1- O regime dos artigos 548 a 565º do Código do Trabalho é aplicável às contra-ordenações previstas na presente lei, com as adaptações previstas no artigo 14º;
2- O regime de procedimento das contra-ordenações laborais e da segurança social é aplicável às contra-ordenações previstas na presente lei.

Art. 13º Responsabilidade pelas contra-ordenações

1- A empresa é responsável por qualquer infracção cometida pelo condutor, ainda que fora do território nacional.
2- A responsabilidade da empresa é excluída se esta demonstrar que organizou o trabalho de modo a que o condutor possa cumprir o disposto no Regulamento (CEE) nº 3821/85 do Conselho, de 20 de Dezembro, e no capítulo ii do Regulamento CEE nº 561/2006, do Parlamento Europeu e do Conselho, de 15 de Março.
3- O condutor é responsável pela infracção na situação a que se refere o número anterior….

Art. 14º Valores das coimas

1- A cada escalão de gravidade das contra-ordenações laborais corresponde uma coima variável em função do grau de culpa do infractor, salvo o disposto no artigo 555º do Código do Trabalho.

4- Os limites mínimos e máximos das coimas correspondentes a contra-ordenação muito grave são os seguintes
a) DE 20 UC a 300UC, em caso de negligência
b) De 45UC a 600U, em caso de dolo.

Art. 25º Apresentação de dados ao agente de fiscalização

1- Constitui contra-ordenação muito grave a não apresentação, quando solicitada por agente encarregado da fiscalização:…
b) …das folhas de registo utilizadas e de qualquer registo manual e impressão efectuados, que o condutor esteja obrigado a apresentar.

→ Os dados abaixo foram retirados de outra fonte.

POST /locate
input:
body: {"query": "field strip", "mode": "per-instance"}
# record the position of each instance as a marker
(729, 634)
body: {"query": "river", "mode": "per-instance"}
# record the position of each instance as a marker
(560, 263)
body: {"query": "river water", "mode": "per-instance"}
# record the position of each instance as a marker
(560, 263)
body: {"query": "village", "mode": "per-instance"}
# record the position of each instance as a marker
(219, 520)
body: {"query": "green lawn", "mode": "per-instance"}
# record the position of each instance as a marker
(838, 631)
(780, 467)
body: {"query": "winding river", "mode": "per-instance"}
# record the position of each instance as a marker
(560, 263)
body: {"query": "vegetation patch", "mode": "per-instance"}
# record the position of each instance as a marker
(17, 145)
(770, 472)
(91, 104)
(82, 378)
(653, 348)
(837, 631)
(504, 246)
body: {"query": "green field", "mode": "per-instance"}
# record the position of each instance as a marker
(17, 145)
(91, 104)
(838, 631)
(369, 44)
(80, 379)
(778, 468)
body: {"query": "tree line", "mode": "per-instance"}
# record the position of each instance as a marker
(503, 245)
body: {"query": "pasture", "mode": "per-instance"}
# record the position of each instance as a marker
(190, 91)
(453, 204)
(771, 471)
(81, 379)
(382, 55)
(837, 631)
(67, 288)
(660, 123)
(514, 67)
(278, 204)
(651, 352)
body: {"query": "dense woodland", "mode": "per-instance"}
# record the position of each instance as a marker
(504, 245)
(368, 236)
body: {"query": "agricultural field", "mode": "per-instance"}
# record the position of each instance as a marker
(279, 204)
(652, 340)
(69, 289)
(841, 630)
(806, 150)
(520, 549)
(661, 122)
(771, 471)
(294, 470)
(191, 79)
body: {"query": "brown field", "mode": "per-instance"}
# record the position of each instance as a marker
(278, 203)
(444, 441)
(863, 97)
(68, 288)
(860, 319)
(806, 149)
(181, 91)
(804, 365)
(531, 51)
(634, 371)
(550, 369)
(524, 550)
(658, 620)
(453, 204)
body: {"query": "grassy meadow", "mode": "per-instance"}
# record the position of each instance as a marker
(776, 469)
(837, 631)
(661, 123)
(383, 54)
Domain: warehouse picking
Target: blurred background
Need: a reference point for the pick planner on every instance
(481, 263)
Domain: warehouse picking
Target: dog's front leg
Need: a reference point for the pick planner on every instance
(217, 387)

- Regulamento (CEE) nº3821/85 (7) de 20/12/1985 (relativo à introdução de um aparelho de controlo no domínio dos transportes rodoviários), destacando-se para o caso as seguintes disposições:

Art. 15º

2- Os condutores devem utilizar as folhas de registo sempre que conduzam……
Quando em virtude do seu afastamento do veículo, os condutores não possam utilizar os elementos do aparelho instalado no veículo, os períodos de tempo indicados nas alíneas b), c), e d), do segundo travessão do n. 3, devem figurar na folha de registo, por inscrição manual, registo automático ou qualquer outro processo, de forma legível e sem sujar as folhas.
3-Os condutores devem:
…preocupar-se em acionar os dispositivos de comutação que permitam distinguir os seguintes grupos de tempo a registar:
… tempo de condução…b)…outros tempos de trabalho…c) o tempo de disponibilidade…d) …as interrupções de condução e períodos de repouso diário.
7. a) “Sempre que que o condutor conduza um veículo equipado com um aparelho de controlo em conformidade com o anexo I (8), deve poder apresentar, a pedido dos agentes encarregados do controlo:
i) as folhas de registo do dia em curso e as utilizadas pelo condutor nos 28 (9) dias anteriores”

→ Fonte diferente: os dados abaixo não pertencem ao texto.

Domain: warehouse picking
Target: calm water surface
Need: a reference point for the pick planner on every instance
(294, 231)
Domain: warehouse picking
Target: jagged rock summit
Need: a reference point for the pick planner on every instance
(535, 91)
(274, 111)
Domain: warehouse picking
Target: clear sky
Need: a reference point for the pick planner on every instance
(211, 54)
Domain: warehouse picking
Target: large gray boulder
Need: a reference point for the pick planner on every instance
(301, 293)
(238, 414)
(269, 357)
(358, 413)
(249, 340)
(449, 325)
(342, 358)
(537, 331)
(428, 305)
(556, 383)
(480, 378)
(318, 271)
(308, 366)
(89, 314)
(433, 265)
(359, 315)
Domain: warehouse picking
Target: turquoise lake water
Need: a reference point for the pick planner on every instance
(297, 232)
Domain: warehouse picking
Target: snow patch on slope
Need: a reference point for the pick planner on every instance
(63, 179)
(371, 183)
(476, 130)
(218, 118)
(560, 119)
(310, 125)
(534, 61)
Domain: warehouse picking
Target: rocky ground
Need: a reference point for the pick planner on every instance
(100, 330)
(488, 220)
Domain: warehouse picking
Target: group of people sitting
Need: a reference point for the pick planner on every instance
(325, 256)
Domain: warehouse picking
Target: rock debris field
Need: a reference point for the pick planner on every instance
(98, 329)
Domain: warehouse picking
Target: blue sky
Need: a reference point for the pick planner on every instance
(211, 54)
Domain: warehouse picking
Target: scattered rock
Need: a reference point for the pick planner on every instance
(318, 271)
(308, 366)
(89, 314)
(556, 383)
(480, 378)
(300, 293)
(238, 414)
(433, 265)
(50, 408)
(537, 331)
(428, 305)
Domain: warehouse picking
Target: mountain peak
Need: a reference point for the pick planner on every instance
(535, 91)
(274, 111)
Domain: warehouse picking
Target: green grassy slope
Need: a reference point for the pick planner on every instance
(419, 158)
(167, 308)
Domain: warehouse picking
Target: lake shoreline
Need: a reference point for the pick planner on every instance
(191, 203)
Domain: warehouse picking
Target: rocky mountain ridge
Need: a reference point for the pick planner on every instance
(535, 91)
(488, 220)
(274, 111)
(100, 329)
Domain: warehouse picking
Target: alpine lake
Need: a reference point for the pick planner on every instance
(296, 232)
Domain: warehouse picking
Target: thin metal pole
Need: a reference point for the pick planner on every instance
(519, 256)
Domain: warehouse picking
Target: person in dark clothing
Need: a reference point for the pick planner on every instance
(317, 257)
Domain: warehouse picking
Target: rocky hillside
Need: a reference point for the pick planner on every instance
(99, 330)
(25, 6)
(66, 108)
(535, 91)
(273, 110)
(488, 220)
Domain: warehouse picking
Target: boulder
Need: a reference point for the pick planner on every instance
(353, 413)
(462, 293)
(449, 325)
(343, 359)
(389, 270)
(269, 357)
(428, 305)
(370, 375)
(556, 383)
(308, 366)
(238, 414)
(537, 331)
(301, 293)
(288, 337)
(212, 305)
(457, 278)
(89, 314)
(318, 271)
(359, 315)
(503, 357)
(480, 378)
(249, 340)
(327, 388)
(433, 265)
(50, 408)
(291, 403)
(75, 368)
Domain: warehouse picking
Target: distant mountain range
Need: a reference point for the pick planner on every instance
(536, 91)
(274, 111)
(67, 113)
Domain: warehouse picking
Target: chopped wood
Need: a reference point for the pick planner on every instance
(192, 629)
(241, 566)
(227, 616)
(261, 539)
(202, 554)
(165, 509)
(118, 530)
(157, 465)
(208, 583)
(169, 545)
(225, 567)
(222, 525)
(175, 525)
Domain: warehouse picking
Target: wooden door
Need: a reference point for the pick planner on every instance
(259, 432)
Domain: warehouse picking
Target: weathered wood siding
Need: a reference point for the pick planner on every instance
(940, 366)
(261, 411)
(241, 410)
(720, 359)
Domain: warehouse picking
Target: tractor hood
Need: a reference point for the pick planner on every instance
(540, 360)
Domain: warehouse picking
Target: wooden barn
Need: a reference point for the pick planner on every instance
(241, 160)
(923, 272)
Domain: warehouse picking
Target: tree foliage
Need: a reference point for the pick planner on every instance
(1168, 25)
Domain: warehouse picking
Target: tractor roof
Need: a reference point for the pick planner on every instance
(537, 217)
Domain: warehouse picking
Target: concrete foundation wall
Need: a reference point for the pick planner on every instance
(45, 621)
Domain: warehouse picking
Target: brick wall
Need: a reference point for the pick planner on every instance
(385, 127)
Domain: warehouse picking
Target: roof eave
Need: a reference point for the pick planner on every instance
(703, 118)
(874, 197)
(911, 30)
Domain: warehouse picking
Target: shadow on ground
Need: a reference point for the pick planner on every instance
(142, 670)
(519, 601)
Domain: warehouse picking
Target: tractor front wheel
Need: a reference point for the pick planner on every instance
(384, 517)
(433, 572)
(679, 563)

iii) Qualquer registo manual e impressão efectuados durante a semana em curso e nos 28 dias anteriores, tal como previsto no presente Regulamento e no Regulamento CE nº 561/2006.
c) Os agentes autorizados para o efeito podem verificar o cumprimento do Regulamento CEE nº 561/006, através da análise das folhas de registo ou de dados, visualizando os impressos, registados pelo aparelho de controlo ou pelo cartão de condutor ou, na falta destes meios, através da análise de qualquer outro documento comprovativo que permita justificar o incumprimento de qualquer disposição, como as previstas nos nºs 2 e 3 do art. 16º”.

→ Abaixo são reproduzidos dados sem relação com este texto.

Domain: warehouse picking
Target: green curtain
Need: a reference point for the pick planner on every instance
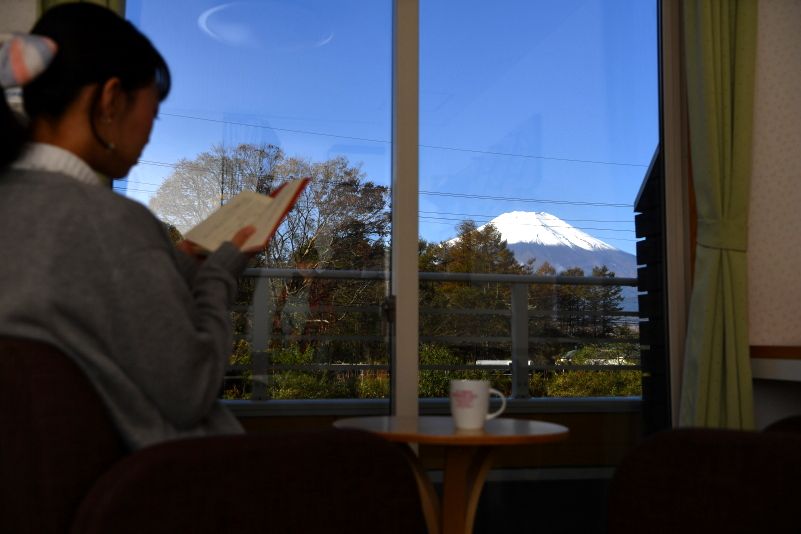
(720, 45)
(114, 5)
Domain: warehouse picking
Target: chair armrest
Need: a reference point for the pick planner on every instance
(321, 481)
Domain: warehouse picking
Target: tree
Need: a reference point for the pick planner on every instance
(603, 303)
(341, 221)
(474, 250)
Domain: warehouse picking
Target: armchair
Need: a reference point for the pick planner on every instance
(708, 480)
(65, 469)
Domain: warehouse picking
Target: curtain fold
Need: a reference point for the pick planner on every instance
(720, 46)
(115, 5)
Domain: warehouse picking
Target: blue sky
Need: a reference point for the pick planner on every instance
(524, 105)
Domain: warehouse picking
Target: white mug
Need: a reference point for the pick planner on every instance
(470, 403)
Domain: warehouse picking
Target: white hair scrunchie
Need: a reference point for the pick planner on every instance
(23, 57)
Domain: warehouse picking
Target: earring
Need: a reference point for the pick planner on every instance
(109, 144)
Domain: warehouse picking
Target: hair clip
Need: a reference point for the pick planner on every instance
(23, 57)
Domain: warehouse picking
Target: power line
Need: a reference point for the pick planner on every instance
(493, 216)
(465, 195)
(384, 141)
(521, 199)
(429, 218)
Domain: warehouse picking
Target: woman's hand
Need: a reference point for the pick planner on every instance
(240, 238)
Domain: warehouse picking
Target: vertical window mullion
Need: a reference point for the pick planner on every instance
(405, 185)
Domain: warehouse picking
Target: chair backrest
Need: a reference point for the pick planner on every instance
(56, 438)
(708, 480)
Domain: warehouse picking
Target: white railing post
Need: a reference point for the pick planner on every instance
(519, 321)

- Regulamento (CE) nº 561/2006 (10), do PE e do Conselho de 15/03

Art. 4º
Para efeitos do presente regulamento, entende-se por:

e)”Outro trabalho”: todas as actividades definidas como tempo de trabalho na alínea a) do artigo 3º da Directiva 2002/15/CE, com excepção da condução, bem como qualquer trabalho prestado ao mesmo ou a outro empregador dentro ou fora do sector dos transportes”

Artigo 6º

5 –“O condutor deve registar como “outro trabalho” qualquer tempo descrito na alínea e) do artigo 4º, bem como qualquer tempo passado a conduzir um veículo utilizado para operações comerciais fora do âmbito do presente regulamento; deve ainda registar quaisquer períodos de “disponibilidade” tal como definido na alínea c), do nº 3 do artigo 15º do Regulamento CEE 3821/85, desde o último período de repouso diário ou semanal. Este registo deve ser feito manualmente numa folha de registo, através de um impresso ou utilizando as possibilidades de introdução manual de dados no aparelho de controlo”.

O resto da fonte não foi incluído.